Center for Bioinformatics and Molecular Biostatistics
Machine Learning Benchmarks and Random Forest Regression
- Author(s): Segal, Mark R
- et al.
Breiman (2001a,b) has recently developed an ensemble classification and regression approach that displayed outstanding performance with regard prediction error on a suite of benchmark datasets. As the base constituents of the ensemble are tree-structured predictors, and since each of these is constructed using an injection of randomness, the method is called ‘random forests’. That the exceptional performance is attained with seemingly only a single tuning parameter, to which sensitivity is minimal, makes the methodology all the more remarkable. The individual trees comprising the forest are all grown to maximal depth. While this helps with regard bias, there is the familiar tradeoff with variance. However, these variability concerns were potentially obscured because of an interesting feature of those benchmarking datasets extracted from the UCI machine learning repository for testing: all these datasets are hard to overfit using tree-structured methods.
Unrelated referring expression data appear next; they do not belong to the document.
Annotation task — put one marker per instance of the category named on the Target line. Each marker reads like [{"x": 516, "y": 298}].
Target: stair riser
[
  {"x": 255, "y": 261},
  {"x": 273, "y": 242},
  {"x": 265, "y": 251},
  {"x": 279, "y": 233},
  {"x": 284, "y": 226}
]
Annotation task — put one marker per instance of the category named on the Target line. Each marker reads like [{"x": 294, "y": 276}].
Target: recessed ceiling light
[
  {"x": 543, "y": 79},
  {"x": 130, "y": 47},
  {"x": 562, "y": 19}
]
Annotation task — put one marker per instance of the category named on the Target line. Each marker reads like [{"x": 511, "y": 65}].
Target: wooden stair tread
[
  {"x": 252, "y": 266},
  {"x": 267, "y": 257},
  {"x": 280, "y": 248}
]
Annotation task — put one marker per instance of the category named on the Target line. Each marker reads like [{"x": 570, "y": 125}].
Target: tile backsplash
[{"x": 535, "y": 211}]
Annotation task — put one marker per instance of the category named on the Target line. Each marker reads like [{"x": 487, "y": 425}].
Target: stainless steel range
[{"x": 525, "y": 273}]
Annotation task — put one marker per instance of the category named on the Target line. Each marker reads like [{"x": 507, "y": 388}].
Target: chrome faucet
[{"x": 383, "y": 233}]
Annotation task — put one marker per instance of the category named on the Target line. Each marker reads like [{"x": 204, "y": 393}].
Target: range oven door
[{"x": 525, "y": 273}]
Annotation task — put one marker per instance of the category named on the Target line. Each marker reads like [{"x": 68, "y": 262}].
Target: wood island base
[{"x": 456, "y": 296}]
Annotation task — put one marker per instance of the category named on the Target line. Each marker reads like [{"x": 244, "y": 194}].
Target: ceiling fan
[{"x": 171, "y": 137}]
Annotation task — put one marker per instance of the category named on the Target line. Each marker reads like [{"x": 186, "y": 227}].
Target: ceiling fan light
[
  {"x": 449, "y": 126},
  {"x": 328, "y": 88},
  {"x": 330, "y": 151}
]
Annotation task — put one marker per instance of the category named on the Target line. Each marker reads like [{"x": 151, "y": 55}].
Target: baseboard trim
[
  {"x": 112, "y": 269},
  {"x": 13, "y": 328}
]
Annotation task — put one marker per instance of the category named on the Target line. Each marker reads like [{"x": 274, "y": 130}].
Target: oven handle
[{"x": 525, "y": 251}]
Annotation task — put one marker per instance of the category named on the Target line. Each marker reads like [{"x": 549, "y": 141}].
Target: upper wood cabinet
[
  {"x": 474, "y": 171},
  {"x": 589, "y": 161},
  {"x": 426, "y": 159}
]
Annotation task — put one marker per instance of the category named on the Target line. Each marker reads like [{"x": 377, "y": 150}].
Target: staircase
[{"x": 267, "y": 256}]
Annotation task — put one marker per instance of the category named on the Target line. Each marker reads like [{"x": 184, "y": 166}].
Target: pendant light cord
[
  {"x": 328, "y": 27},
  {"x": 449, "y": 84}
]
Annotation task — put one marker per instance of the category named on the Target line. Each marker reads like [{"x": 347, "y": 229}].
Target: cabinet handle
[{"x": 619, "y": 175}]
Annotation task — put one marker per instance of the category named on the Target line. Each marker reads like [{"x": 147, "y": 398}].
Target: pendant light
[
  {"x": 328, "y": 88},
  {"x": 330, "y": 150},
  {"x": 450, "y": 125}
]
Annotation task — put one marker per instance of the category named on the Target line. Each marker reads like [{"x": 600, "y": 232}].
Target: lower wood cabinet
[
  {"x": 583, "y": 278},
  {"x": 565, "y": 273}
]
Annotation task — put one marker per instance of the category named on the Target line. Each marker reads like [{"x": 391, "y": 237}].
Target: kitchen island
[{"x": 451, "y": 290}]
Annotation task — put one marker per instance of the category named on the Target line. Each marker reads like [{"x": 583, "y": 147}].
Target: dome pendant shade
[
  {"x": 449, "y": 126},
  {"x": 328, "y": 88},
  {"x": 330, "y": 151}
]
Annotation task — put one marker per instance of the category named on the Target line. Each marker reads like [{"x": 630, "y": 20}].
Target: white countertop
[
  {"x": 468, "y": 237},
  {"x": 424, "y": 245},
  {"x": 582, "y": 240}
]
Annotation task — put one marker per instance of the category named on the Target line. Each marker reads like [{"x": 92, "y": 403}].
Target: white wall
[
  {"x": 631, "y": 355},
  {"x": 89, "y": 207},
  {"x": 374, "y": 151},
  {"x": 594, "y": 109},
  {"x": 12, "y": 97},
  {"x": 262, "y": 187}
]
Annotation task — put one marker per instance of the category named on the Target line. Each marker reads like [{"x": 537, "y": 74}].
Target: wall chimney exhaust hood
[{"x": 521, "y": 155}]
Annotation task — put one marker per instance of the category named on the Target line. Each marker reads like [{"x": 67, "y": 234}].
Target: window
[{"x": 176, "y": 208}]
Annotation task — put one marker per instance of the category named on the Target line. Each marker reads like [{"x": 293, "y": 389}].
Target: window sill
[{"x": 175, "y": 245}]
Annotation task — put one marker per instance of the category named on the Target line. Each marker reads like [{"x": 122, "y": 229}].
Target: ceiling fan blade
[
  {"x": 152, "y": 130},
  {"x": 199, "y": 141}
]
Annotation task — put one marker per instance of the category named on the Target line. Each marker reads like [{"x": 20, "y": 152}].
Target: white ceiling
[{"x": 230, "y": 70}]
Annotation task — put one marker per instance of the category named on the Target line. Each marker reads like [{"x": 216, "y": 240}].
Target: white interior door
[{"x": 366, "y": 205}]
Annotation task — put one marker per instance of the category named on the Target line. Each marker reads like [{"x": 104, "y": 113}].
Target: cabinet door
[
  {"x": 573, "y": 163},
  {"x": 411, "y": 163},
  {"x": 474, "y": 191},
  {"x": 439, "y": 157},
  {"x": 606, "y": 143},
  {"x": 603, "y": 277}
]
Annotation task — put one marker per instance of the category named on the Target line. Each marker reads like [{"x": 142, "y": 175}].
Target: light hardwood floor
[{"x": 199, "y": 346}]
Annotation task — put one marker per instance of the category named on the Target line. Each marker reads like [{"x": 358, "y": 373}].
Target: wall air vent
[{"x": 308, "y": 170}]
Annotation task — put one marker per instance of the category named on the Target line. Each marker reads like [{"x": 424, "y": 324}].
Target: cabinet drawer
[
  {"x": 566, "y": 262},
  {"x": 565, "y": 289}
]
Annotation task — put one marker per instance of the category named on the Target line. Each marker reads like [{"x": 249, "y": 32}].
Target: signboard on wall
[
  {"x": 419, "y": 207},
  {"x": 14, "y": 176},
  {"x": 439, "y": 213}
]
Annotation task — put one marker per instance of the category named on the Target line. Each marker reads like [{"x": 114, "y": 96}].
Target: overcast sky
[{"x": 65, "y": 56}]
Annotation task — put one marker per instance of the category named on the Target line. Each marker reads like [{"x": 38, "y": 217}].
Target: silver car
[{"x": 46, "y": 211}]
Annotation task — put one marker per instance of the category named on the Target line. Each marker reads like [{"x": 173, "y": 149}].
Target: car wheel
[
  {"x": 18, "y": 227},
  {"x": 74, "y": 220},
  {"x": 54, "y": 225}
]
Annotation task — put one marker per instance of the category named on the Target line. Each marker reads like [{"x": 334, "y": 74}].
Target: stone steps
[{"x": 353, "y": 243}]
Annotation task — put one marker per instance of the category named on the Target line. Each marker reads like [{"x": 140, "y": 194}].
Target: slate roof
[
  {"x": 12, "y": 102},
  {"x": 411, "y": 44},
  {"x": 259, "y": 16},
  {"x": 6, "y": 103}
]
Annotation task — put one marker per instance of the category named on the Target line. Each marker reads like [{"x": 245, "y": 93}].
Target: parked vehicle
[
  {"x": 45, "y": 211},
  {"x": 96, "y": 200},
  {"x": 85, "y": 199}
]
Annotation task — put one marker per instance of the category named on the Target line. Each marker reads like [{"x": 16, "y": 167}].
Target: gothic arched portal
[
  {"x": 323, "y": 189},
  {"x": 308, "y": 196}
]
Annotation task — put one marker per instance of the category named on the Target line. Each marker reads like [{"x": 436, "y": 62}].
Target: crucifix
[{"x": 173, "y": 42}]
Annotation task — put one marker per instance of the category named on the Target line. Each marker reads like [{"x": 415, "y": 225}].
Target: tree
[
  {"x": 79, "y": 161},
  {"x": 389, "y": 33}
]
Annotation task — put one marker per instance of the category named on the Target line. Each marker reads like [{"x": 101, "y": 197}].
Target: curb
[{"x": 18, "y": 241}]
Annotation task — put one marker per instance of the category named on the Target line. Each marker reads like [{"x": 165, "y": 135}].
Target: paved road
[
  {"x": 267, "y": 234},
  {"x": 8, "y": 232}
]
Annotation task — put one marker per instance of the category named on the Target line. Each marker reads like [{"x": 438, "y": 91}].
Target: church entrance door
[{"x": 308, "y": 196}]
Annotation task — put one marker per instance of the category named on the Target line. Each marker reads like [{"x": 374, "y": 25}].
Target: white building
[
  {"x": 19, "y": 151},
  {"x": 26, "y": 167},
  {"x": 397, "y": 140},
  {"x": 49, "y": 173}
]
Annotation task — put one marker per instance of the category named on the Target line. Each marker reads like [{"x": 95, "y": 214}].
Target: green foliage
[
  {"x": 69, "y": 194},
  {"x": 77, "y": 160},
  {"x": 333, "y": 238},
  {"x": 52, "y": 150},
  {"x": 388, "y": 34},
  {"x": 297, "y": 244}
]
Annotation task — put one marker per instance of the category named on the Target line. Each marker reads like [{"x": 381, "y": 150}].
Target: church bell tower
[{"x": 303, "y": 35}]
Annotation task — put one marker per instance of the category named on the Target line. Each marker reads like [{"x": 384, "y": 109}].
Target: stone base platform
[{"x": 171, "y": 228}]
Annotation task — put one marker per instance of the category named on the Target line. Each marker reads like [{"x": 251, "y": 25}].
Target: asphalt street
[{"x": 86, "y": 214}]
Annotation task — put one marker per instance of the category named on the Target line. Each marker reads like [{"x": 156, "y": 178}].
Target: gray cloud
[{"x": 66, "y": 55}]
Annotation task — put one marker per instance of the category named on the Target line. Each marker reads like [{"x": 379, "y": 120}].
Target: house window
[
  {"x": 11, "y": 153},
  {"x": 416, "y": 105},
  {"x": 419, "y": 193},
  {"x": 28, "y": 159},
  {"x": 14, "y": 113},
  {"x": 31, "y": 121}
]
This raises issues about the scope of the repository.
With this as motivation, and coupled with experience from boosting methods, we revisit the formulation of random forests and investigate prediction performance on real-world and simulated datasets for which maximally sized trees do overfit. These explorations reveal that gains can be realized by additional tuning to regulate tree size via limiting the number of splits and/or the size of nodes for which splitting is allowed. Nonetheless, even in these settings, good performance for random forests can be attained by using larger (than default) primary tuning parameter values.